Edited February 2 by lrm

[BIGAL]

Why not post full image of task seen images like that before and they can be missing a vital clue. 

[basty]

15 hours ago, BIGAL said:

Why not post full image of task seen images like that before and they can be missing a vital clue. 

 

Because I rounded the number of the dimensions so that they are can be easy to read and remember/memorize.

Edited February 3 by basty

[BIGAL]

You did not answer the request, that image appears to be one of those "exercise 23" draw this object and AGAIN often something is missing, post the full image.

[basty]

7 hours ago, BIGAL said:

You did not answer the request, that image appears to be one of those "exercise 23" draw this object and AGAIN often something is missing, post the full image.

 

Do you mean like this?

 

Full Image

 

What is "exercise 23"?

Edited February 4 by basty

[BIGAL]

Why is it constrained and no idea where to even start.
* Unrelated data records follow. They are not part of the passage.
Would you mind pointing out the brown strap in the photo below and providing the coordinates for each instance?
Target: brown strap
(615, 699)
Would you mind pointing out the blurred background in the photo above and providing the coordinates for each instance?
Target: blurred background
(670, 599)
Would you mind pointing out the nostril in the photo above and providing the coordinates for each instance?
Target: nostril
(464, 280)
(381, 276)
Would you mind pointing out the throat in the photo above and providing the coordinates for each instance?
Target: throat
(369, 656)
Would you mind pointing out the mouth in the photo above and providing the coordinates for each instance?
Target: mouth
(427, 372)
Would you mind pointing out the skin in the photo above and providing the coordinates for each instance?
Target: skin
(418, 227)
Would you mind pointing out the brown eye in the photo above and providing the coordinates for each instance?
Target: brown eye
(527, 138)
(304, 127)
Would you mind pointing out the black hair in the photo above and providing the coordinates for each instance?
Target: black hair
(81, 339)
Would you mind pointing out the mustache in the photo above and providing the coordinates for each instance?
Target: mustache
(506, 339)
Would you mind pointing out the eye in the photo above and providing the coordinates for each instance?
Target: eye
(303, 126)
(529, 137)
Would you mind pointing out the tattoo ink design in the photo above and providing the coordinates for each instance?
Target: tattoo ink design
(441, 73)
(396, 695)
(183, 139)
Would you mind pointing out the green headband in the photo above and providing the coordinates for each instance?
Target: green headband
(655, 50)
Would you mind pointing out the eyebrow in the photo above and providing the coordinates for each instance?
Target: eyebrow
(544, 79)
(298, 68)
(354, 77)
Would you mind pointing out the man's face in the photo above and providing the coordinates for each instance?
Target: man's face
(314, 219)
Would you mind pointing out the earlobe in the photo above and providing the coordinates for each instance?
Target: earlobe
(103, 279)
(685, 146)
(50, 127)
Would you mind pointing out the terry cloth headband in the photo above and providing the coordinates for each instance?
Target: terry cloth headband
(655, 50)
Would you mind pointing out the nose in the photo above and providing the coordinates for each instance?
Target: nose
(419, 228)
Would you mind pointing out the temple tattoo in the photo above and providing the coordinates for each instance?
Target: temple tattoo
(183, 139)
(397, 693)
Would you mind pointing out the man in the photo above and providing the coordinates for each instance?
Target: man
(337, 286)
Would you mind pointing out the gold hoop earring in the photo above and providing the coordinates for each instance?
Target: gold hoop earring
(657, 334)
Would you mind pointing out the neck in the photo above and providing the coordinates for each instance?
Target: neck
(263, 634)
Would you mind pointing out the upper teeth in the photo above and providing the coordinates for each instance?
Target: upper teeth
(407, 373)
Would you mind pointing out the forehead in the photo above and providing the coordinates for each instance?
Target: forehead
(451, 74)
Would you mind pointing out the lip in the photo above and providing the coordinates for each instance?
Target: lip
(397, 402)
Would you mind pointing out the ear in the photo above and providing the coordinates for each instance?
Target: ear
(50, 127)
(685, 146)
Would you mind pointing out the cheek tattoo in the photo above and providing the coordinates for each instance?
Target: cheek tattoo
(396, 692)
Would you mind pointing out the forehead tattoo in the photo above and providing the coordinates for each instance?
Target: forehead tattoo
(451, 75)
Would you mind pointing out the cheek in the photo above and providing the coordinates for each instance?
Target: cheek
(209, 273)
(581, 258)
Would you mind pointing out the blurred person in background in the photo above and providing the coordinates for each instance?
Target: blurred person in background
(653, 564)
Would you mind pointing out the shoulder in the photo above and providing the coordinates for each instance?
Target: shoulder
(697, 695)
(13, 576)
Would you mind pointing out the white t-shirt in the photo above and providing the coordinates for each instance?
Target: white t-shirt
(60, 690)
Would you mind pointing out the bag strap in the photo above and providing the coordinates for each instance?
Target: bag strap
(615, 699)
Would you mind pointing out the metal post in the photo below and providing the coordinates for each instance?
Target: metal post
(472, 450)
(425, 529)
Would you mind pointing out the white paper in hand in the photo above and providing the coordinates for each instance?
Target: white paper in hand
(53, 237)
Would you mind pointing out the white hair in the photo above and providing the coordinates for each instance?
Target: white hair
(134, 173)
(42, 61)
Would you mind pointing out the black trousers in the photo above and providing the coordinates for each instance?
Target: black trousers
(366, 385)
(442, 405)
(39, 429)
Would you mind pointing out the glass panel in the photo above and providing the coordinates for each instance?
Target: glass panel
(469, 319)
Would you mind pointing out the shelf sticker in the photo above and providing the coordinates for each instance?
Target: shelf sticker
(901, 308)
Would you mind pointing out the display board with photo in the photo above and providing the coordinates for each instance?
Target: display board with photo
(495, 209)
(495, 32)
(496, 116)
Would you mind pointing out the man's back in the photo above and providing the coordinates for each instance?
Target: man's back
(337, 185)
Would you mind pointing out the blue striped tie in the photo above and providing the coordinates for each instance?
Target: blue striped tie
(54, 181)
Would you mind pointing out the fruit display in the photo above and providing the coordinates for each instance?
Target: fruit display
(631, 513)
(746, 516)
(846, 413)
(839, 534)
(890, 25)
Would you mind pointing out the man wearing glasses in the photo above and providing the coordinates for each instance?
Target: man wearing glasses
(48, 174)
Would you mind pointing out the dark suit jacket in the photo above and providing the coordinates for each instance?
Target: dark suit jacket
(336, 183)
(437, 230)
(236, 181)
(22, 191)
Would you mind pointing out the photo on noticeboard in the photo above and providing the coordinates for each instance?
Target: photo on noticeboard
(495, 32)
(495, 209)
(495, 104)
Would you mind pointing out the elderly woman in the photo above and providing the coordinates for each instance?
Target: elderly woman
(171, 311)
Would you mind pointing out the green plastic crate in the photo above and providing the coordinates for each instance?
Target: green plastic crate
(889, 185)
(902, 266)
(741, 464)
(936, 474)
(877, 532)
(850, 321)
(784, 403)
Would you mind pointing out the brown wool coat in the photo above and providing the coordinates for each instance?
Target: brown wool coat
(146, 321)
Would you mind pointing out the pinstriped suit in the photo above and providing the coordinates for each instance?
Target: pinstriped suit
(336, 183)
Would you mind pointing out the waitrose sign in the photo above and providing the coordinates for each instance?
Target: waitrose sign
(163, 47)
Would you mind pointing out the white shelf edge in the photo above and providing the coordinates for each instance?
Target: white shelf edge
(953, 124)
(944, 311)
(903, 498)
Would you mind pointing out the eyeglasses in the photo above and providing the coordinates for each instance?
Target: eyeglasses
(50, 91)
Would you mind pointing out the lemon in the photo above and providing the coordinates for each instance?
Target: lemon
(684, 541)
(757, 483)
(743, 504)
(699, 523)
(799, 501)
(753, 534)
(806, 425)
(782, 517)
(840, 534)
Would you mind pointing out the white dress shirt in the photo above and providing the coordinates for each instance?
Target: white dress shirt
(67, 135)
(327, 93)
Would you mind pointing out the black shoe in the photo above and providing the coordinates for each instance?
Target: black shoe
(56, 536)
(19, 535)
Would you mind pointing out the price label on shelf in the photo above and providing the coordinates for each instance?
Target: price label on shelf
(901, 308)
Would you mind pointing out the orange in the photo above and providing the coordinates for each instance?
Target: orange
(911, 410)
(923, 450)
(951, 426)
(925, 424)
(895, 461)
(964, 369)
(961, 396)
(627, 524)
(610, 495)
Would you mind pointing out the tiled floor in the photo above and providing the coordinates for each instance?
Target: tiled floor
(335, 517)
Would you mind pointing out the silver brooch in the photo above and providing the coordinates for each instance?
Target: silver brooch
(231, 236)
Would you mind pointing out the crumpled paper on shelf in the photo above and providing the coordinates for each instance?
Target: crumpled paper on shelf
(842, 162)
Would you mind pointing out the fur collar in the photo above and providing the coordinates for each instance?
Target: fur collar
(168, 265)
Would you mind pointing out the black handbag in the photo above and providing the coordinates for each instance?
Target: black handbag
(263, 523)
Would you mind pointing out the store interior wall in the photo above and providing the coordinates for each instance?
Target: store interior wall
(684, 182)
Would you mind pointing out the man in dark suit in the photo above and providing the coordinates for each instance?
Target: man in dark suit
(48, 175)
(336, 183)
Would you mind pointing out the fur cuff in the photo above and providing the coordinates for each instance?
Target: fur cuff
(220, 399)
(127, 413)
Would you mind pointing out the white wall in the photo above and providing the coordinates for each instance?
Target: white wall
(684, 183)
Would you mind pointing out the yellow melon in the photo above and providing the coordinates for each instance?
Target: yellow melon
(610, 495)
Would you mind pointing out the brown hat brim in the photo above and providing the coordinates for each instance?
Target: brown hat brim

Is this a real object for your company or a CAD Exercise out of a book etc.

Edited February 4 by BIGAL

[basty]

This is a real object.

[basty]

On 2/3/2024 at 5:34 AM, lrm said:

There are several solutions to what you  ask.  For your construction keep in mnd the following:

1. To find the center of a circle of a given radius that is tangent to a line create a line parallel to the line on both sides at a distance equal to the cicle's radius.
2. To find the center of a circle of radius R1 that is tangent to a circle of radius R2 with a known location, create two circles concentric with R2.  The radii of these two circles are (R1 + R2) and (R1 - R2).
3. To find the center of a circle that is tangent to a line AND tangent to a circle use the intersections of the lines and circles from the previous two constructions.

For your task create the white 2100 circle first. The center of the 2700 circle is at the intersection of a line passing through the 2100 and blues circles with either the 2670 or 2730 circles.

 

  

 

 

How do you obtain R2670, R2730, R2130, and R2070?

[eldon]

50 minutes ago, basty said:

 

How do you obtain R2670, R2730, R2130, and R2070?

 

In your posted picture, I cannot see any circles that are of the size you have quoted.

 

@Irm's diagram does not show accurately your problem.

[basty]

What do you mean? You should see the image that posted by lrm.

[eldon]

1 hour ago, basty said:

What do you mean? You should see the image that posted by lrm.

 

That is exactly what I did. @Irm 's diagram is not the same as your diagram.

 

So either you want to draw something like @Irm 's diagram, or you want to draw something like your diagram. If you want to draw something like your diagram, then solving @Irm 's diagram will not supply your answer.

 

For example, @Irm's diagram shows the r2100 arc tangential to the R30 arc. That simply does not happen in your diagram.